# Imprimer en couleur



## hitman67 (21 Décembre 2010)

Bonjour à tous,

Je suis l'heureux et encore plus si vous m'aidez à résoudre le problème  d'un macbook air 13'. J'ai un grand problème :

j'ai une imprimante HP PHOTOSMART WIRELESS B109 que j'ai installé sur mon mac tout c'est bien passé. Mais lorsque j'imprime un document je ne peux pas choisir de l'imprimer en couleur ou en noir et blanc, il me le sort en noir et blanc.

Bien sur le niveau d'encre est ok, j'ai même installer le logiciel et le truc HP mais rien à faire je n'ai pas le boutons pour choisir cette option.

Pouvez vous m'aider SVP

Bonne journée


----------



## edd72 (21 Décembre 2010)

Tu n'as pas le menu déroulant devant lequel il est écrit "Préréglages"?


----------



## hitman67 (21 Décembre 2010)

comment sa? j'ai simplement cela:


imprimante

Préreglage c'est tout...

merci


----------



## ScotchE (21 Décembre 2010)

à coté du nom de ton imprimante tu as un petit bouton qui permet d'accéder aux réglages.

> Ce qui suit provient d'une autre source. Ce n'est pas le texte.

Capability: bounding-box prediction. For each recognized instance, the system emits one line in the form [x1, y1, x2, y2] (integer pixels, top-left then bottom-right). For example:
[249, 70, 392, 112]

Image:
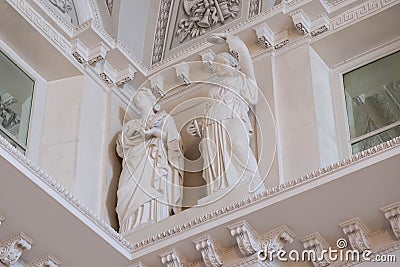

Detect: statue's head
[133, 87, 156, 111]
[214, 52, 238, 77]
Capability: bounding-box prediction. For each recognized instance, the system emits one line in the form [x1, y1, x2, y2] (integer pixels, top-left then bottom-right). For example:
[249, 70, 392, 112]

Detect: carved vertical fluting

Ensuite tu peux choisir tout ce que tu veux.


----------



## hitman67 (21 Décembre 2010)

ben quand je fais sa j'ai plein d'options mais je ne trouve aucune pour les couleurs...


voici ce que j'ai :

http://www.hiboox.fr/go/images/informatique/capture-d&#8217;-an-2010-12-21-2-33-09,e2cd7e5f446c8dfbba4e6485e3b7efaa.png.html


----------



## ScotchE (21 Décembre 2010)

Là où tu as copies et pages, le menu te propose surement un choix du type "Fonctions d'imprimante".
Cherche un peu, tu trouveras ce qu'il faut.

N'ayant pas cette imprimante, je ne vais pas installer le driver juste pour te trouver l'emplacement exact de l'option


----------



## hitman67 (21 Décembre 2010)

le problème c'est je cherche depuis 1 semaine mais je be trouve pas......


----------



## Anonyme (22 Décembre 2010)

Bonjour,

Vous nous montrez une capture à partir de Word Office 2011, si je ne m'abuse.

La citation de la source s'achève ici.